わさびイカ
ヌチャナートはわさびが大好きだ。あの鼻につんとくる感じが好きらしい。
タイ人はわさびを知らない。
わさびをタイに持って行き、ヌチャナートはタイ人にわさびを食べさせる悪戯をやる。
皆な、鼻を押さえる。それを見てヌチャナートは笑う。
わさびイカというのがあった。
「これはイカとわさびなんだよ。買ってみようか?それに特売だし。
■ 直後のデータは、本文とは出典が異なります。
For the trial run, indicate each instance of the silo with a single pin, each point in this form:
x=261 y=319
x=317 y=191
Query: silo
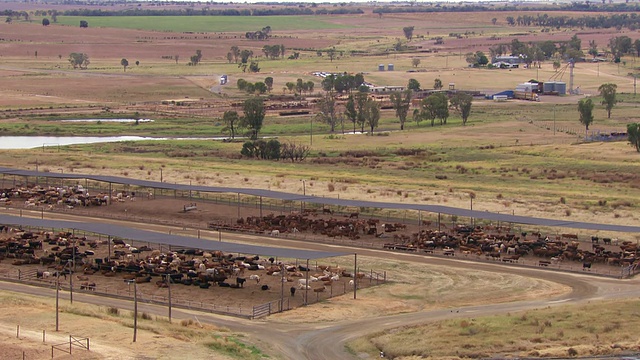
x=561 y=88
x=548 y=87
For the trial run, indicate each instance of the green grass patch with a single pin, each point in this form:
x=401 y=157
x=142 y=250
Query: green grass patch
x=590 y=329
x=234 y=348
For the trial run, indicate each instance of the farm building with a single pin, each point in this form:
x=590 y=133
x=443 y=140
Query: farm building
x=507 y=60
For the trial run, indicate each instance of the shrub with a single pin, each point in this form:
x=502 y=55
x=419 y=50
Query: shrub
x=111 y=310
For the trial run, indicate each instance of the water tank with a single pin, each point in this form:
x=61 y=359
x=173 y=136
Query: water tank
x=561 y=88
x=549 y=87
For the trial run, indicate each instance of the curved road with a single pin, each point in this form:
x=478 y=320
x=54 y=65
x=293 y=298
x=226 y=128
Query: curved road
x=326 y=340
」
わさびと聞いてヌチャナートは首を縦にふった。
主婦だから特売と聞いて買う気になったのかもしれない。
わさびイカとはなんなのだ?珍しい品物だ。
柔らかなイカをわさび漬けにしたものだった。
感激する味ではないが、まあ、食える。
日本人はわさび漬けのどろどろとした酒粕は「食べられる物、食べる物」と知っている。
そんなことを知らない人から見たら気持ち悪い食べ物と見るだろう。
ある外人から聞いた話だ。
お土産にわさび漬けを戴いた。彼女はどろどろした酒粕を洗い流すものだと思った。
わさび漬けを洗ったら、何も残らなかったと笑っていた。
魚が好きなヌチャナートはこの味を受け入れると思っていた。
しかし、食べることは食べたが、それほど気に入らなかったようだ。